What we don’t know is how these genetic events come about. In a study published in the journal Nature Communications, Catherine Freudenreich, professor and chair of the Department of Biology at Tufts, and her team of researchers uncovered mechanisms by which the natural process of DNA repair fails and mutations arise, opening up potential paths for understanding the origins of many diseases and the development of therapies to treat them.

“DNA breaks and repair events occur thousands of times per day in each of us,” said Freudenreich. “Most of the time, repair works the way it should. But we now have a better understanding of how things can go wrong, and we can apply this knowledge to new therapeutic strategies.”

Erica Polleys, a postdoctoral researcher in the Freudenreich Lab, focused on the gene repeats found in Huntington’s disease—a long repetition of 60 or more copies of the sequence cytosine-adenine-guanine, or CAG, on one strand of the DNA and cytosine-thymine-guanine, or CTG, on the complementary strand.

“We’ve engineered yeast to have a CAG repeat sequence, because their cells are similar to human cells in many ways and they are easy to work with,” said Polleys, “We can use simple model organisms to uncover how cells deal with repairing breaks and errors near repetitive sequences and use that knowledge to get an understanding of how human diseases like Huntington’s disease or cancers develop.”

Infographic showing twisting DNA being broken at various points.

Source: Freudenreich Lab

It has been widely understood that DNA repeats can form structures that branch away from the linear chain of DNA, much like a cord or a hose will form branching twists if wound too tightly. These branches form barriers to natural replication and repair and introduce errors in the genome.

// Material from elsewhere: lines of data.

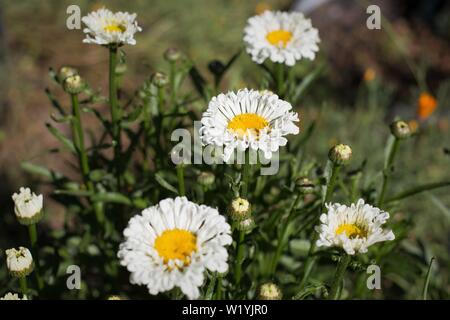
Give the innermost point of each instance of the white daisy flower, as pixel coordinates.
(105, 27)
(282, 37)
(248, 119)
(13, 296)
(353, 228)
(28, 206)
(19, 262)
(173, 243)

Freudenreich and Polley’s examination of the mechanisms of DNA repair near Huntington’s disease-like repeats revealed that repeats would expand or contract in number depending on which strand of the double stranded DNA was being repaired.

When the CAG side of the strand was being removed during a repair, the repeats contracted, and the DNA was at risk of large deletions, often fatal to the cell. When its complementary CTG strand was being removed and repaired, the repeats expanded, but only by one or two copies at a time. The researchers hypothesize that this is how the repeats accumulate in neurons of Huntington’s disease patients.

A key observation was that DNA breaks near expanded repeats occurred a lot more frequently when the repeats were exposed as a single strand of DNA, something that occurs during many repair processes. This “fragile site” can lead to deletion of a nearby important gene, which can kill the cell, or result in diseases like cancer.

DNA fragility can happen near other sequences that make the DNA form branched twists. Genomic analysis could reveal more mutation hotspots that lead to cancer, or the accumulation of repair errors that lead to many conditions of aging.

Observing changes in repeat length provided more detail about what was happening, but not how it was happening. The Tufts team picked apart the repair mechanism further, deleting some proteins to see how they affected the fragility of the yeast genome.

Removal of one protein led to a faster recruitment of other proteins that untwist the DNA, leading to more successful repairs. A second protein was found that may help stabilize the DNA as it is being repaired, like fitting a sleeve over a hose to prevent it from twisting up.

The researchers point to the human equivalent of these yeast proteins, with the possibility that their inhibition or enhancement could lead to safer DNA repair and replication in patients with cancer or DNA repeat diseases, like Huntington’s, myotonic dystrophy, and Friedrich’s ataxia.